You will be able to use the device concurrently with a wireless internet connection on the go. Up to three devices can connect to the MobileLite and the built in battery can power the unit for up to five hours. You can also use it to power another device simply by connecting it to the USB port. This can be anything from a smartphone, a tablet and even (we’ve tried it) a 2.5in external hard disk drive.

Physically, it weighs less than 100g and measures 12.5 x 6 x 1.67 cm and integrates a wireless hotspot, a 1,800mAh battery and a SD card reader. There’s a sticker at the bottom of the unit that shows its MAC address plus a power button on the side as well as a trio of lights that indicate the status of the battery, Wi-Fi and Internet. The SD card reader and a microUSB and a USB ports are located at either side of the device.

Connecting to it is a doodle. Doing it via Windows for example only require you to connect to the device’s SSID (MobileLiteWireless) while accessing files through Android and iOS-based devices means that you will need to download the free accompanying app first for the respective platforms.

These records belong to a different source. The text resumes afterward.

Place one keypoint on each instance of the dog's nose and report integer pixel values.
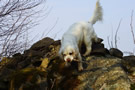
(68, 60)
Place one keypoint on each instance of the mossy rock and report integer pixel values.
(28, 79)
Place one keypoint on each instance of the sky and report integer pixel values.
(63, 13)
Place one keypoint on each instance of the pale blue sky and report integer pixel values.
(70, 11)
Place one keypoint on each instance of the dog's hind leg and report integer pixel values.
(88, 44)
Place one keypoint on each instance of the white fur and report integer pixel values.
(78, 33)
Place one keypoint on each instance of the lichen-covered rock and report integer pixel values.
(28, 79)
(99, 72)
(40, 68)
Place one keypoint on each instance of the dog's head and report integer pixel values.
(68, 53)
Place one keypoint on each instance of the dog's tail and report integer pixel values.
(97, 15)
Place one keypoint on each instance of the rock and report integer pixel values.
(28, 79)
(116, 52)
(129, 63)
(40, 68)
(100, 72)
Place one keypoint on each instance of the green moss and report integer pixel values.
(132, 87)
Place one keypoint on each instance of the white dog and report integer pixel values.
(78, 33)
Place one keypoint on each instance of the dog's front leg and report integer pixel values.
(80, 67)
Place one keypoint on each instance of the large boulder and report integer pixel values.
(40, 68)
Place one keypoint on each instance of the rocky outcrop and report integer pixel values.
(40, 68)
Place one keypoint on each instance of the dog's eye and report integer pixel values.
(70, 53)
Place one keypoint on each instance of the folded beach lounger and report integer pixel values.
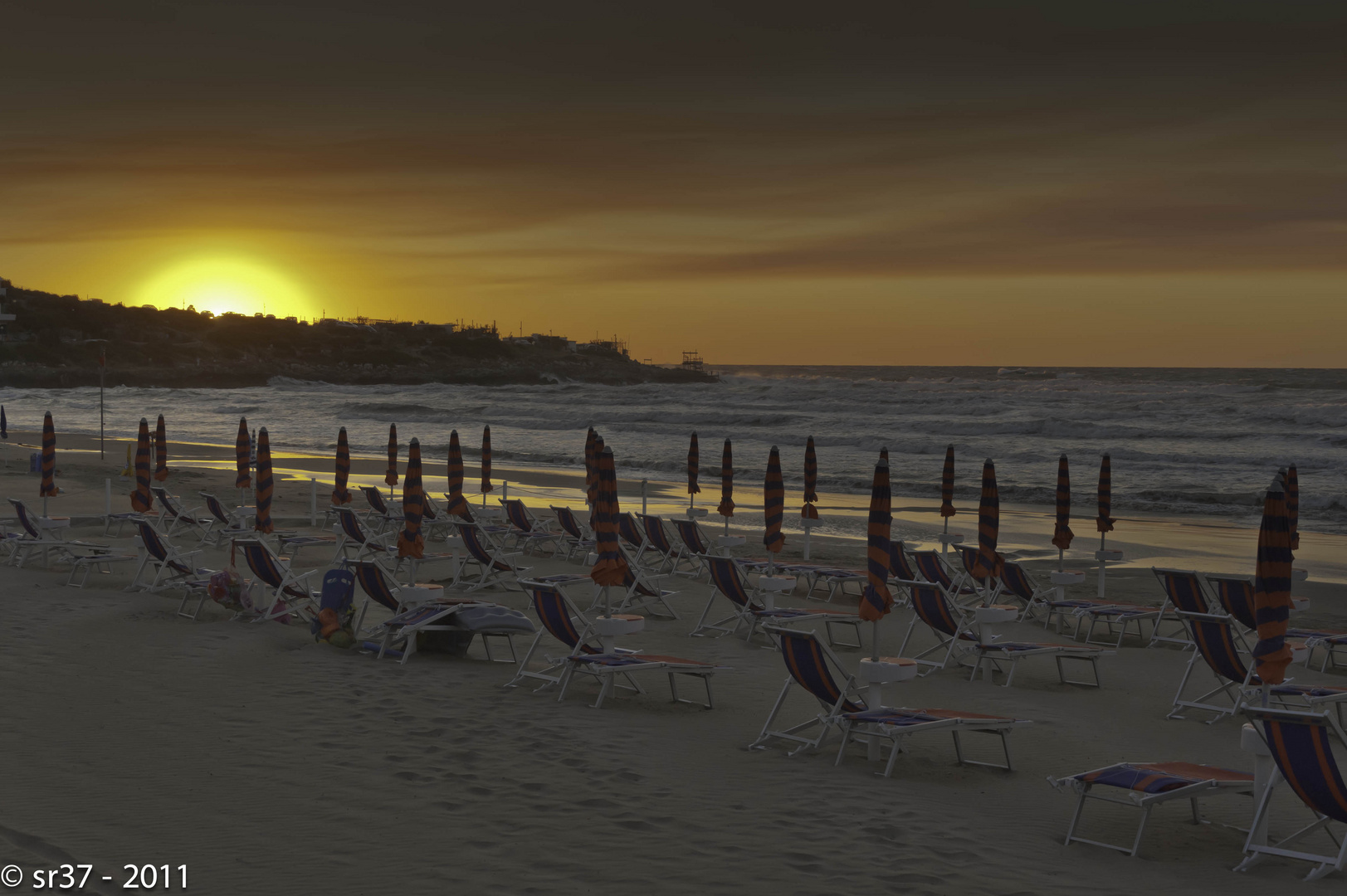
(811, 663)
(1146, 786)
(749, 609)
(1301, 747)
(1225, 652)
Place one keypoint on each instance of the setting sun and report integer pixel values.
(225, 285)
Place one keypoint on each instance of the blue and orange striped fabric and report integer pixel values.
(242, 455)
(1104, 522)
(876, 600)
(947, 483)
(611, 567)
(1293, 505)
(811, 481)
(726, 507)
(266, 484)
(1061, 533)
(341, 494)
(694, 465)
(140, 498)
(391, 476)
(410, 539)
(486, 461)
(989, 523)
(457, 503)
(47, 488)
(774, 503)
(1271, 587)
(160, 450)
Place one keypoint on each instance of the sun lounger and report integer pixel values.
(1301, 747)
(1146, 786)
(749, 611)
(810, 666)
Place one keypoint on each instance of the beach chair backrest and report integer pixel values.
(555, 615)
(1018, 581)
(931, 608)
(653, 527)
(373, 582)
(1301, 745)
(691, 535)
(808, 666)
(728, 580)
(1237, 597)
(1217, 645)
(1184, 591)
(899, 562)
(931, 567)
(339, 589)
(629, 533)
(518, 515)
(569, 523)
(25, 519)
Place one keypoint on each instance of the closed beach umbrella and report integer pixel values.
(1061, 533)
(160, 450)
(339, 494)
(1271, 587)
(876, 600)
(457, 503)
(726, 507)
(1104, 522)
(140, 498)
(1293, 505)
(242, 453)
(410, 541)
(49, 457)
(811, 480)
(266, 485)
(611, 567)
(486, 461)
(694, 465)
(989, 524)
(947, 487)
(391, 476)
(774, 503)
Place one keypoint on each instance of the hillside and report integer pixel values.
(56, 341)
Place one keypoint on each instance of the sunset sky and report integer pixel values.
(1031, 183)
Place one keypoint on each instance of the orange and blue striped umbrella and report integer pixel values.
(774, 503)
(1061, 533)
(811, 480)
(726, 507)
(876, 600)
(611, 567)
(694, 464)
(266, 485)
(339, 494)
(242, 455)
(1271, 587)
(160, 450)
(1104, 522)
(457, 503)
(140, 498)
(1293, 505)
(947, 484)
(391, 476)
(49, 457)
(590, 466)
(410, 541)
(989, 523)
(486, 460)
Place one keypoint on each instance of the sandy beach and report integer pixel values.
(270, 763)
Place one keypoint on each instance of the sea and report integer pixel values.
(1183, 441)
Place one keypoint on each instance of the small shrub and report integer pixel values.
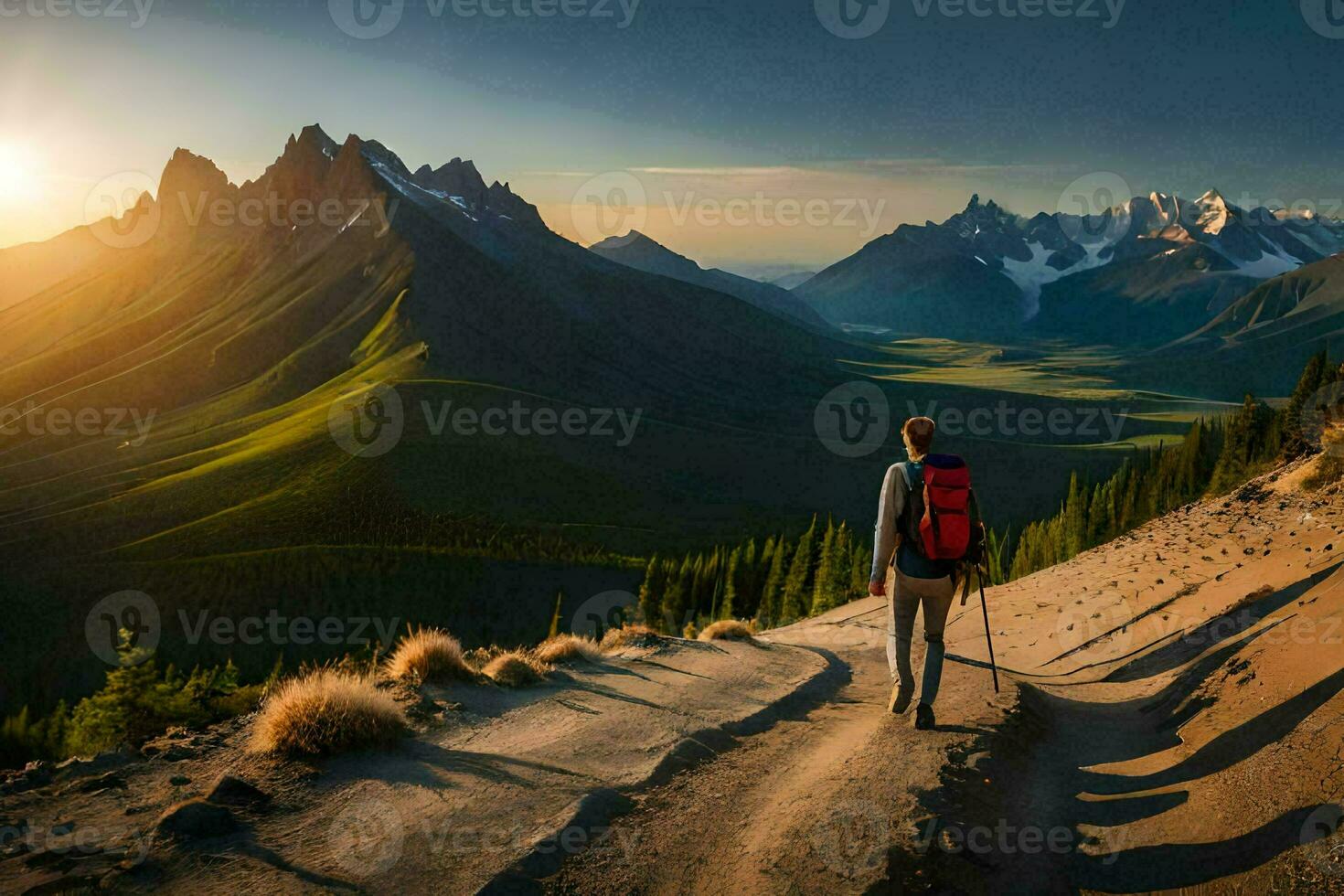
(326, 712)
(726, 630)
(514, 669)
(635, 635)
(428, 655)
(1329, 465)
(568, 647)
(479, 657)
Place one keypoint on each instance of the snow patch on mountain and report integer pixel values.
(1031, 275)
(1267, 265)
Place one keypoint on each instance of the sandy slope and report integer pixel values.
(475, 793)
(1172, 718)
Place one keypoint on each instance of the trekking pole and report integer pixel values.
(984, 607)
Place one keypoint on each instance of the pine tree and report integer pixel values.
(651, 592)
(797, 594)
(823, 594)
(860, 567)
(1298, 441)
(1075, 518)
(772, 592)
(677, 598)
(730, 586)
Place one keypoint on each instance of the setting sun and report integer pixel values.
(16, 174)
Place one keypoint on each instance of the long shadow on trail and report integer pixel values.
(1008, 821)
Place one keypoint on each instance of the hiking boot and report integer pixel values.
(901, 699)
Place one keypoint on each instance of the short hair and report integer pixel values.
(918, 432)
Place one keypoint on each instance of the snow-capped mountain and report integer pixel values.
(1064, 274)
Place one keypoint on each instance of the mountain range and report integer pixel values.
(1140, 274)
(638, 251)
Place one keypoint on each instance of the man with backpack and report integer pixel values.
(926, 503)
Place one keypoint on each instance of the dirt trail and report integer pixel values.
(1172, 720)
(814, 804)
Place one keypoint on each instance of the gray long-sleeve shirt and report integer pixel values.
(895, 493)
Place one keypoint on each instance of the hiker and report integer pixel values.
(920, 579)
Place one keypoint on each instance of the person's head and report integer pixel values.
(918, 437)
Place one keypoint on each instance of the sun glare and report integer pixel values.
(17, 174)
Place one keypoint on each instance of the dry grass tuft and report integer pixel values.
(568, 647)
(515, 669)
(326, 712)
(428, 655)
(634, 635)
(728, 630)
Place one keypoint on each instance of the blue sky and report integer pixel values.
(705, 101)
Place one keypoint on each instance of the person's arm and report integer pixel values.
(890, 507)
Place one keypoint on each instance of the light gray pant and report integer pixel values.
(906, 595)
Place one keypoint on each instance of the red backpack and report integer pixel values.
(938, 517)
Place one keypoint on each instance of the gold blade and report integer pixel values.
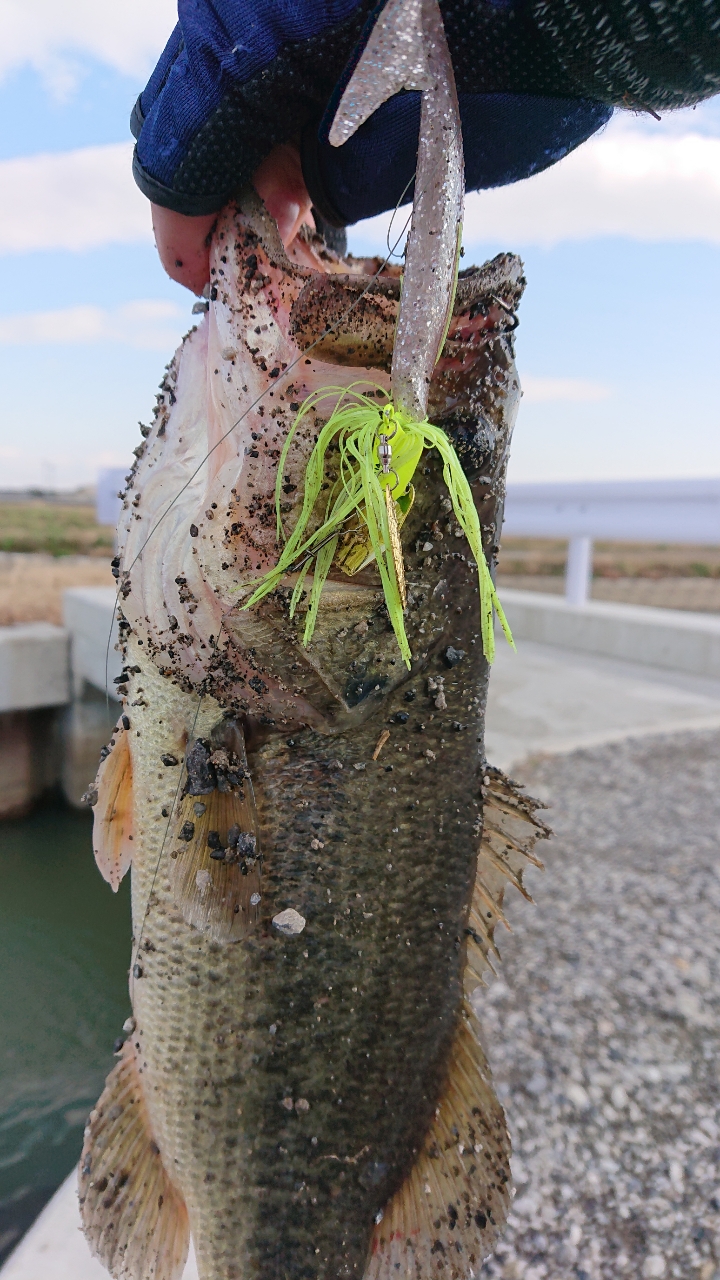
(396, 547)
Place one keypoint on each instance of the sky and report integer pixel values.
(619, 327)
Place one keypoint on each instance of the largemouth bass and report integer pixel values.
(319, 850)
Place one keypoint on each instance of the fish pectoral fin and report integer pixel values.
(132, 1216)
(113, 817)
(214, 859)
(446, 1216)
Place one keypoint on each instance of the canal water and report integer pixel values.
(64, 947)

The device really comes to life when you use both the USB plug and a SD card slot. This means that you can get a portable 2TB hard disk drive (like the Toshiba Stor.E Basics which costs only £89 from Currys) and grab a 12,000mAh battery (like this one from Amazon for £22.56) and you end up with a solution that costs less than the Corsair 1TB Voyager 1TB but has more than twice the battery capacity and twice the storage capacity.

The MobileLite Wireless is a definite step up from the Maxell Airstash. It is more versatile and cheaper than the latter although Maxell’s unit is way more compact and doesn’t require any cables (although for many, both would be moot points).

There are two ways Kingston could now take this. Come up with a battery-less version that would not only cost less but also take user-replaceable, rechargeable AA batteries like these 2,900mAh models which could provide up to 61 per cent more battery life. A £30 model would probably sell like hotcakes.

The second alternative could be to release a beefed up version of the MobileLite Wireless with a bigger battery capacity, more expansion capabilities and, may we dare to mention, even more features. As for the Startech S2510U2WUKEU, we wouldn’t mind seeing an Ethernet port, an extra USB port, a web-based interface and even a built-in computer (like those nifty little HDMI computers) in that beefier, more expensive version.